I'd assume they're interchangeable.

Megasaurs are implied to be herbivore herds that are bred for their meat to feed the vast populations of the Imperium. They're hunted by Carnosaurs, against which Knights are used in defence.


----------



## Stephen_Newman (Jul 14, 2009)

I thought that the biggest creature in Lustria was the Thunder Lizard. Apparently I heard that no other creature eats them and they are so big they can even make the Slann soil themselves.


----------



## Flindo (Oct 30, 2010)

this achually sparked quite an interest with me recently, I want GW or FW to release models for thunder lizards and stuff


----------



## coke123 (Sep 4, 2010)

Stephen_Newman said:


> I thought that the biggest creature in Lustria was the Thunder Lizard. Apparently I heard that no other creature eats them and they are so big they can even make the Slann soil themselves.

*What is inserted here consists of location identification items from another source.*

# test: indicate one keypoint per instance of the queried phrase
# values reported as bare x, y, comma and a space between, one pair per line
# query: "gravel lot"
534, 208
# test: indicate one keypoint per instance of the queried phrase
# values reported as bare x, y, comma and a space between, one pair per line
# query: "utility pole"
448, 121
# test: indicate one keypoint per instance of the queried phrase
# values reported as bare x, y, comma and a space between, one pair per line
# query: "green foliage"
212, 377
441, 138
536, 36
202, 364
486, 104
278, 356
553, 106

Last time I checked, the term 'Thunder Lizard' simply referred to any whacking great massive reptile that inhabits Lustria, although they're usually shown as some kind of brachiosaur, although they're probably closer to an ultrasaur (which is a whacking great brachiosaur, IIRC). And of course, these 'brachiosaurs' are carnivorous. Never heard of 'Megasaurs', they're probably an invention of Mr. Ward, but at any rate Carnosaurs have never been the biggest thing in Lustria, and I've never thought of them as an apex predator.


----------



## Vaz (Mar 19, 2008)

No to huge great fuck off models. I want more like the plague toads, the empire captain on foot, and the chaos dwarves. Variant models to use in game. The spectacular stuff we currently have enough of. The variants I much prefer - i.e new Steam Tank hull weapons, Weapon/Shield/Head swaps, and then medium scale models, similar to a Vulture, like the Demi lancer.

Fuck the thunder lizard, I want nurgle mutated chaos warriors, slaanesh marauders, khornate beastmen, and tzeentchian cultists. I want sculpted Knight iconography from Ostermark, and state troop heraldry from Ostland. I want a character similar to Archaon, like Kazyk is, like Tyrion. Centrepiece without being board dominating.

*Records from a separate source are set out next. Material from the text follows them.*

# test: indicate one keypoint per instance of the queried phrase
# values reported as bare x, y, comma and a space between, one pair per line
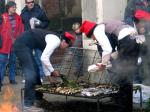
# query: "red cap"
142, 15
69, 36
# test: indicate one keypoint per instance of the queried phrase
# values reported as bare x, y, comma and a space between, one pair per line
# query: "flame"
7, 105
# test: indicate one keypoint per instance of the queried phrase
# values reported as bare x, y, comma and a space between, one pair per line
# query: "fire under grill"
74, 63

Far more character in them than there is in say the Greater Daemons or Great Drakes.


----------



## Troublehalf (Aug 6, 2010)

I was just interested in what the 8th Ed rule book said. The thing is, the Carnosaur has the "Ultimate Predator" rule... saying it can take on everything in the Jungle. It does mention that they sometimes band together to take on a creature that intimidates them. I mean, I love big models, they make great centre pieces. I've always wanted to do a IG army just so I can build Baneblade. I love the Carnosaur figure.

The thing is, Lizardmen are missing "Fighty" heroes. They have Kroq-Gar and a generic Oldblood/ScarVet, but apart from that, nothing really smashy. I mean, Empire has Steam Tanks, High Elves have Dragons... Dark Elves have Dragons, Manticores and Hydras... Skaven have Plague Bell and various fun weapons. I'd just love, I dunno, maybe a super rare predator to be invented. I mean Arcadons and Thunder Lizards are one thing, but I'm thinking of, maybe a huge dino, maybe like Spinosaurus, with two heads or something.

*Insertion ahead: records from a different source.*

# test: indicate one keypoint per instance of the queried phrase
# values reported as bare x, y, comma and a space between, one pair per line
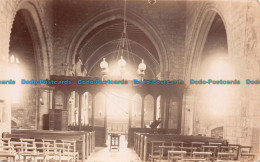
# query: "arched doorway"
212, 101
23, 56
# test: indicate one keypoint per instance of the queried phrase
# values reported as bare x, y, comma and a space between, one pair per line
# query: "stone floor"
102, 154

Tough, Strong and high wounds, but slow and easy to hit. Maybe something like

M: 4 WS: 5 BS: 0 S: 7 T: 6 W: 6 I: 2 A: 2 LD: 5

Two Heads: Each head attacks once (Total 2 attacks, as profile) with huge jaws and teeth. The damage each bite does is immense, each unsaved wound is turned into D3 wounds.

Nigh Uncontrollable: The temper of this beast is so great that even an ancient Saurus struggles to regain in control: At the start of every movement phase, roll a Leadership test. If passed, the rider remains in control, can continue as normal. If failed, the creature overpowers the rider as he struggles to regain control. The creature gains Random Movement, roll a D6 to see where it lands. However, if the creature is within 12" of a Slann, the Slann attempts to calm the beast using it's mind. The creature may use the Slann's leadership for the test.

Pin Cushion: So large is the creature that missle troops have almost no problem in finding their mark. All missle troops, including War Machines gain +2 to hit. In addition, all War Machines gain an extra Strength when firing at the creature, due to the fact vulnerable areas are larger and easier to hit.

Scaly Skin +3

Enchanted Plates: The creature is covered in Slann and Skink priest enchanted Obsidian plating. While it is not as strong as the metals used by other races, the enchantments cause enemies close to the creature to become dizzy and disorientated. All units within 6" of the creature have -2 to hit. Heavy Armor.

See, while it'd rule in melee, it would be easy prey for missle troops.


----------